Previous studies have shown that DNA methyltransferase 3b (Dnmt3b) is the only Dnmt responsive to fracture repair and Dnmt3b ablation in Prx1-positive stem cells and chondrocyte cells both delayed fracture repair. Our study aims to explore the influence of Dnmt3b ablation in Gli1-positive stem cells in fracture healing mice and the underlying mechanism.

METHODS

We generated Gli1-CreERT2; Dnmt3bflox/flox (Dnmt3b) mice to operated tibia fracture.
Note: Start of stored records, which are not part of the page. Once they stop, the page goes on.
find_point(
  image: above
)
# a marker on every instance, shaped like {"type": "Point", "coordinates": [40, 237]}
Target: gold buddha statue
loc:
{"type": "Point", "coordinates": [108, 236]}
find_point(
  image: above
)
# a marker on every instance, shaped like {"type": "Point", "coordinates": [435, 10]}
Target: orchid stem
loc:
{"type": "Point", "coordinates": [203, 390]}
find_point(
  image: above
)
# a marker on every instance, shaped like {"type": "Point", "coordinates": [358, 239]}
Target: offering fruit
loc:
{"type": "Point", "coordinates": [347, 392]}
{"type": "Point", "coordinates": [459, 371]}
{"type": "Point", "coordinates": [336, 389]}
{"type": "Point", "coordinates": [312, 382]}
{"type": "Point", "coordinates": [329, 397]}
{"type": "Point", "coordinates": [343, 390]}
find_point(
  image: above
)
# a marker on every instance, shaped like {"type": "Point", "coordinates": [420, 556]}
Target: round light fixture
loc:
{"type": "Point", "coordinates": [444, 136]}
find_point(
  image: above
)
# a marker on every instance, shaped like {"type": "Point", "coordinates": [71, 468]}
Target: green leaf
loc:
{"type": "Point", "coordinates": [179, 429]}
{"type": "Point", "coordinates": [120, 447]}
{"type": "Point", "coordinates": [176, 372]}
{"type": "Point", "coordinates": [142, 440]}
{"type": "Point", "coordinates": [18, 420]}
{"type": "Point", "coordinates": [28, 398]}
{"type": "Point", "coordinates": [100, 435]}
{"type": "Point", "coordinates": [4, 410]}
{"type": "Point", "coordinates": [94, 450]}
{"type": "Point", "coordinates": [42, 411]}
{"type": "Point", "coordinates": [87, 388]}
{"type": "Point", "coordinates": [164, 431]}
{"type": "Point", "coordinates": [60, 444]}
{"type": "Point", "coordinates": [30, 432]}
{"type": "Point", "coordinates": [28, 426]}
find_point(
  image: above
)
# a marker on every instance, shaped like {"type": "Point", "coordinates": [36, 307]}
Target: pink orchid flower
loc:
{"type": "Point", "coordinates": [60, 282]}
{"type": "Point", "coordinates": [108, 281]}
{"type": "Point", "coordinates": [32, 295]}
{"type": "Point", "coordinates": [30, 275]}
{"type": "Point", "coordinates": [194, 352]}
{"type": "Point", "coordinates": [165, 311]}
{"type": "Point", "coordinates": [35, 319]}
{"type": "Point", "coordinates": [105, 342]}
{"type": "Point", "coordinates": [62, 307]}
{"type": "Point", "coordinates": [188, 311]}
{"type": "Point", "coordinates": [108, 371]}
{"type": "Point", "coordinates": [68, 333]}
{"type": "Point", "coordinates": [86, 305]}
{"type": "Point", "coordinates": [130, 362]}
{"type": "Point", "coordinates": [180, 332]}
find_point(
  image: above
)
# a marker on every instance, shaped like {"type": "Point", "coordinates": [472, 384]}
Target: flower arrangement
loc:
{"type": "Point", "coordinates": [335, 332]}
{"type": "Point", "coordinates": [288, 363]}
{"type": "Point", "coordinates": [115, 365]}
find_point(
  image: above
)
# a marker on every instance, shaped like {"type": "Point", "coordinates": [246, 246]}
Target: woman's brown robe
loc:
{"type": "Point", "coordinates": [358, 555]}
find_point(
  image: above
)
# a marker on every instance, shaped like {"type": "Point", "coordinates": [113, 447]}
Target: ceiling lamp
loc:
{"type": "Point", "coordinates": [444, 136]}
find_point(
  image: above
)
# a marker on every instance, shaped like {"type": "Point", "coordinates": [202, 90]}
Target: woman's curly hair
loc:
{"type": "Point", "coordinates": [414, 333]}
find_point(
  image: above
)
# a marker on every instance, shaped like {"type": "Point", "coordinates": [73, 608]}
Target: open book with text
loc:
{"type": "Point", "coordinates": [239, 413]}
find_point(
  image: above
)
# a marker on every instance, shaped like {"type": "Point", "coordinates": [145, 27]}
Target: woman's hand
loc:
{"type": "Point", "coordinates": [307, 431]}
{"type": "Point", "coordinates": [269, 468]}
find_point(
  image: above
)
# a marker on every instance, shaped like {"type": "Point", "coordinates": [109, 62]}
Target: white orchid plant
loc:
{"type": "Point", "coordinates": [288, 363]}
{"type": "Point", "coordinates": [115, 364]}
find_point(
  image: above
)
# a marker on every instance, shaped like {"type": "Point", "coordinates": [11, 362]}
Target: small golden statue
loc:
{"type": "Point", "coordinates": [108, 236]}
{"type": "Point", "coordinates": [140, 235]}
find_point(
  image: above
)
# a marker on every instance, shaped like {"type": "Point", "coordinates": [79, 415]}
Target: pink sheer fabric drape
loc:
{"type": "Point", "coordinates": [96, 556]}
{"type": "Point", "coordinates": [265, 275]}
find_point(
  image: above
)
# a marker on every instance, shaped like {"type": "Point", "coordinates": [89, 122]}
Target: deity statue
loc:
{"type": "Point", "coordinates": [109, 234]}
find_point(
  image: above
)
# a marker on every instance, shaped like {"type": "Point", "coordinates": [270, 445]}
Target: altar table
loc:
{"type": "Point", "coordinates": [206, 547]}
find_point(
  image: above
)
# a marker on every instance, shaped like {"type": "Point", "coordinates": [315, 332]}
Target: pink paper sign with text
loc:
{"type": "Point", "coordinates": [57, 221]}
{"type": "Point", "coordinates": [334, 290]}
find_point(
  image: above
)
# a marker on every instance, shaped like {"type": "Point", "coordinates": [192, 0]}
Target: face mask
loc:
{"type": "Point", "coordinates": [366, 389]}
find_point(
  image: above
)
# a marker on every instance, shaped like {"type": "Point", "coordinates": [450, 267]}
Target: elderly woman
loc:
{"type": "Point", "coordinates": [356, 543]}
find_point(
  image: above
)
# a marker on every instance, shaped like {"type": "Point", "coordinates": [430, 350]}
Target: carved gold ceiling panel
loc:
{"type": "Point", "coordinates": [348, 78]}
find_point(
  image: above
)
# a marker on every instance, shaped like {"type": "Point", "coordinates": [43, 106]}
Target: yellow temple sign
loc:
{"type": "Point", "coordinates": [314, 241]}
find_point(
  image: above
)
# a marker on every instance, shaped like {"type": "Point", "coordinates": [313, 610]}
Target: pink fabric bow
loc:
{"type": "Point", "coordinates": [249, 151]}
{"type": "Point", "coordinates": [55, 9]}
Fracture callus tissues of Dnmt3b mice and control mice were collected and analyzed by X-ray, micro-CT, biomechanical testing, histopathology and TUNEL assay.

RESULTS

The cartilaginous callus significantly decrease in ablation of Dnmt3b in Gli1-positive stem cells during fracture repair. The chondrogenic and osteogenic indicators (Sox9 and Runx2) in the fracture healing tissues in Dnmt3b mice much less than control mice. Dnmt3b mice led to delayed bone callus remodeling and decreased biomechanical properties of the newly formed bone during fracture repair. Both the expressions of Caspase-3 and Caspase-8 were upregulated in Dnmt3b mice as well as the expressions of BCL-2.

CONCLUSIONS

Our study provides an evidence that Dnmt3b ablation Gli1-positive stem cells can affect fracture healing and lead to poor fracture healing by regulating apoptosis to decrease chondrocyte hypertrophic maturation.